Suits against state. Section 27. The legislature shall direct by law in what manner and in what courts suits may be brought against the state.

[24] Because we determine that § 893.82 is inapplicable in the context of the self-executing takings clause, we do not reach the plaintiffs' assertion that § 893.82 is inapplicable because their claim for monetary relief is merely "ancillary" to their request for an equitable declaration that Act 27 is unconstitutional. Accordingly, we also decline to reach the issue of whether § 893.82 applies to the plaintiffs' remaining constitutional claims.

[25] The Board shall exercise its discretion to equitably vary the distribution, notwithstanding any present language in § 40.27(2) to the contrary. See 1995 Wis. Act 302, § 42 (amending § 40.27(2)(b)).

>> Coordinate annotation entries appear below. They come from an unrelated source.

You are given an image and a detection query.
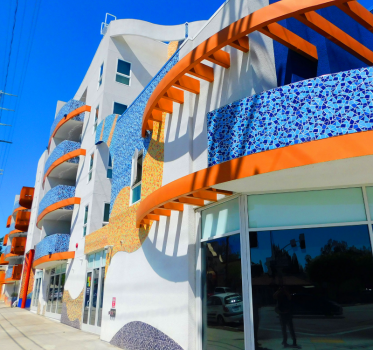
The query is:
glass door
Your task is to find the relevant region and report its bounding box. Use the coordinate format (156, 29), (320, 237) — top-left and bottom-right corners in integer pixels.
(82, 251), (106, 333)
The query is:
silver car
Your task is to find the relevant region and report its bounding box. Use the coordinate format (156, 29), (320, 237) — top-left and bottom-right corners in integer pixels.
(207, 293), (243, 326)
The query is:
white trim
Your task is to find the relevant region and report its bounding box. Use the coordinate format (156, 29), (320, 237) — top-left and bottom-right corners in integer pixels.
(194, 193), (241, 213)
(114, 58), (132, 86)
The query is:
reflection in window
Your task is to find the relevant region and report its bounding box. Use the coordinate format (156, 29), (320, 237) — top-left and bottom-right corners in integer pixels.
(202, 234), (245, 350)
(250, 225), (373, 350)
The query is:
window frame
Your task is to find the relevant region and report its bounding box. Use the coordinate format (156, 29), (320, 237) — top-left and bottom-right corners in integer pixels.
(114, 58), (132, 86)
(130, 149), (144, 206)
(87, 152), (95, 183)
(97, 62), (105, 90)
(83, 204), (89, 237)
(102, 202), (110, 227)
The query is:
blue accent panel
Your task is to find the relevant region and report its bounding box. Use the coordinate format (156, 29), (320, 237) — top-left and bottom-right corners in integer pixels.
(44, 140), (81, 174)
(269, 0), (373, 86)
(95, 51), (179, 208)
(207, 67), (373, 166)
(34, 233), (70, 260)
(110, 321), (183, 350)
(38, 185), (75, 215)
(4, 245), (11, 256)
(5, 266), (13, 279)
(50, 100), (85, 136)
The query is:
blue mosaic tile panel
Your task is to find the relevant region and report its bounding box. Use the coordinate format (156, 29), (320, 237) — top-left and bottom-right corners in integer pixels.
(44, 140), (81, 174)
(5, 266), (13, 279)
(50, 100), (85, 136)
(38, 185), (75, 215)
(207, 67), (373, 166)
(34, 233), (70, 260)
(4, 245), (11, 255)
(110, 321), (183, 350)
(96, 51), (179, 208)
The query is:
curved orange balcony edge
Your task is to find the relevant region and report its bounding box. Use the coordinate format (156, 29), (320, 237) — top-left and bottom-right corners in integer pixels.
(48, 105), (91, 151)
(32, 252), (75, 268)
(141, 0), (348, 137)
(136, 130), (373, 227)
(36, 197), (80, 228)
(43, 148), (86, 186)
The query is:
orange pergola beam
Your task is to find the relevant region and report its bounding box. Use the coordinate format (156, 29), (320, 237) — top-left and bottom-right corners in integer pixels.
(136, 130), (373, 227)
(295, 11), (373, 65)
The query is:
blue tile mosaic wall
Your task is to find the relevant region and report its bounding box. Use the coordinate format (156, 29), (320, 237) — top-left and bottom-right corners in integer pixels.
(207, 67), (373, 166)
(34, 233), (70, 260)
(4, 245), (11, 255)
(110, 321), (183, 350)
(44, 140), (81, 174)
(38, 185), (75, 215)
(96, 51), (179, 208)
(5, 266), (13, 279)
(50, 100), (85, 135)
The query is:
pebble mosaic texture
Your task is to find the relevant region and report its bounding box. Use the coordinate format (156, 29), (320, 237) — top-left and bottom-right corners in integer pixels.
(50, 100), (85, 136)
(110, 321), (183, 350)
(38, 185), (75, 216)
(34, 233), (70, 260)
(44, 140), (81, 174)
(207, 67), (373, 166)
(61, 288), (84, 329)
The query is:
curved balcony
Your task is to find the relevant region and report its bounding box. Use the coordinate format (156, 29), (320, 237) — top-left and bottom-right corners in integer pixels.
(19, 186), (35, 209)
(4, 264), (22, 284)
(48, 100), (91, 149)
(36, 185), (80, 228)
(43, 140), (86, 183)
(33, 233), (75, 269)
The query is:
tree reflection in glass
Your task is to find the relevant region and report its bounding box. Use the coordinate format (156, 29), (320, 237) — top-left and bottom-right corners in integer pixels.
(250, 225), (373, 349)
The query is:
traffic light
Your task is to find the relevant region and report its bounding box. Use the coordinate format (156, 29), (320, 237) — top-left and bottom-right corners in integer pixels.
(299, 233), (306, 249)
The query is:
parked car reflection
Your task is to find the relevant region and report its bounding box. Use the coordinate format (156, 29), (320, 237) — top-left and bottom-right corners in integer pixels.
(207, 293), (243, 326)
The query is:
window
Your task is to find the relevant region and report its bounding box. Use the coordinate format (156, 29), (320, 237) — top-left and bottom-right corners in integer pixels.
(106, 152), (113, 179)
(131, 150), (143, 204)
(88, 153), (95, 182)
(93, 106), (100, 132)
(113, 102), (127, 115)
(115, 59), (131, 85)
(83, 205), (88, 237)
(102, 203), (110, 227)
(97, 63), (104, 89)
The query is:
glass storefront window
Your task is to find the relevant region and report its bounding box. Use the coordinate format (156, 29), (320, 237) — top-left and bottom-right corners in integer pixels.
(202, 234), (245, 350)
(250, 225), (373, 350)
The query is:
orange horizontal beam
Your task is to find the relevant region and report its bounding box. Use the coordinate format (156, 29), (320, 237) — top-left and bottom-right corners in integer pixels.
(32, 252), (75, 269)
(172, 76), (200, 93)
(295, 11), (373, 65)
(36, 197), (80, 228)
(163, 87), (184, 104)
(205, 49), (233, 68)
(141, 0), (346, 137)
(48, 105), (91, 150)
(337, 1), (373, 32)
(188, 63), (214, 83)
(19, 186), (35, 209)
(136, 130), (373, 227)
(43, 148), (86, 186)
(229, 36), (250, 53)
(259, 23), (318, 61)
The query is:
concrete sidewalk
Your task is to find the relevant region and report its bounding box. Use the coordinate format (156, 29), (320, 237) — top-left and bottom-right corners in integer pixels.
(0, 302), (118, 350)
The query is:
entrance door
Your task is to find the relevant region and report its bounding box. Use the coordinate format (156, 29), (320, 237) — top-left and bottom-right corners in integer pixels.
(82, 251), (106, 334)
(45, 264), (66, 319)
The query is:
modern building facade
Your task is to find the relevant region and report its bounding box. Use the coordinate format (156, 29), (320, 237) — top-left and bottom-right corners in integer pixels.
(0, 0), (373, 350)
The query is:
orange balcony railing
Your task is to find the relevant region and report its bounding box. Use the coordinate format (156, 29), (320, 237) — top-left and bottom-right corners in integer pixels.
(19, 187), (35, 209)
(14, 211), (31, 232)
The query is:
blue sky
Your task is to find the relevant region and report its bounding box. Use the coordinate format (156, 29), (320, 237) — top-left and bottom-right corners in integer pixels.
(0, 0), (373, 241)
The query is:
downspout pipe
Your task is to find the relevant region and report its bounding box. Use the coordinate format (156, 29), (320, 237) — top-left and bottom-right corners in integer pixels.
(21, 249), (35, 309)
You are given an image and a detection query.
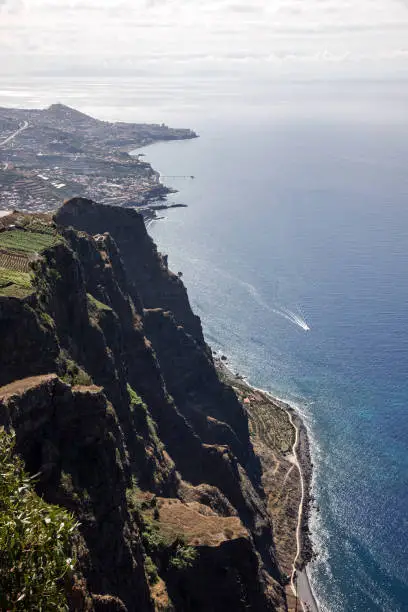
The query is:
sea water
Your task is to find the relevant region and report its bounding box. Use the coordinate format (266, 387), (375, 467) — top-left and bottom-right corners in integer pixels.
(144, 118), (408, 612)
(0, 75), (408, 612)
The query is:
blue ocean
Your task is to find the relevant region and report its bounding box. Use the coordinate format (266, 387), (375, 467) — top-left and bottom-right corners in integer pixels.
(144, 116), (408, 612)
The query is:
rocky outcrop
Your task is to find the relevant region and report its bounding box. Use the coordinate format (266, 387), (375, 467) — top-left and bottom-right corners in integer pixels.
(55, 198), (204, 343)
(0, 198), (286, 611)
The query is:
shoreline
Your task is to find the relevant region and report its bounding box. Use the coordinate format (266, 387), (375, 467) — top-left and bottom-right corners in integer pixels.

[26] Wis. Stat. § 40.02(23) provides:

(23) "Effective rate" means:

(a) For the fixed annuity division, the rate, disregarding fractions of less than one-tenth of one percent, determined by dividing the remaining fixed annuity division investment earnings for the calendar year or part of the calendar year, after making provision for any necessary reserves and after deducting prorated interest and the administrative costs of the fixed annuity division for the year, by the fixed annuity division balance at the beginning of the calendar year as adjusted for benefit payments and refunds paid during the year excluding prorated interest.

[27] The assumed benefit rate is used "for calculating reserve transfers at the time of retirement, making actuarial valuations of annuities in force, determining the amount of lump-sum death benefits payable from the portion of an annuity based on additional deposits and crediting interest to employe required contribution accumulations." § 40.02(6).

[28] We assume that SIPD payments left the annuity reserve periodically throughout the year. It is anticipated that the circuit court will be required to make multiple interest calculations based upon many different payment dates. Interest on the $3.8 million reimbursement must, of course, be calculated from the date of payment.

[29] Because we determine that the plaintiffs are entitled to attorney fees under the common fund doctrine, we do not reach the issue of whether attorney fees are recoverable under any other theory.

[30] The circuit court shall have discretion to determine the mode and timing of the recovery's payment. The court must first determine what further record, if any, is necessary to arrive at its determination.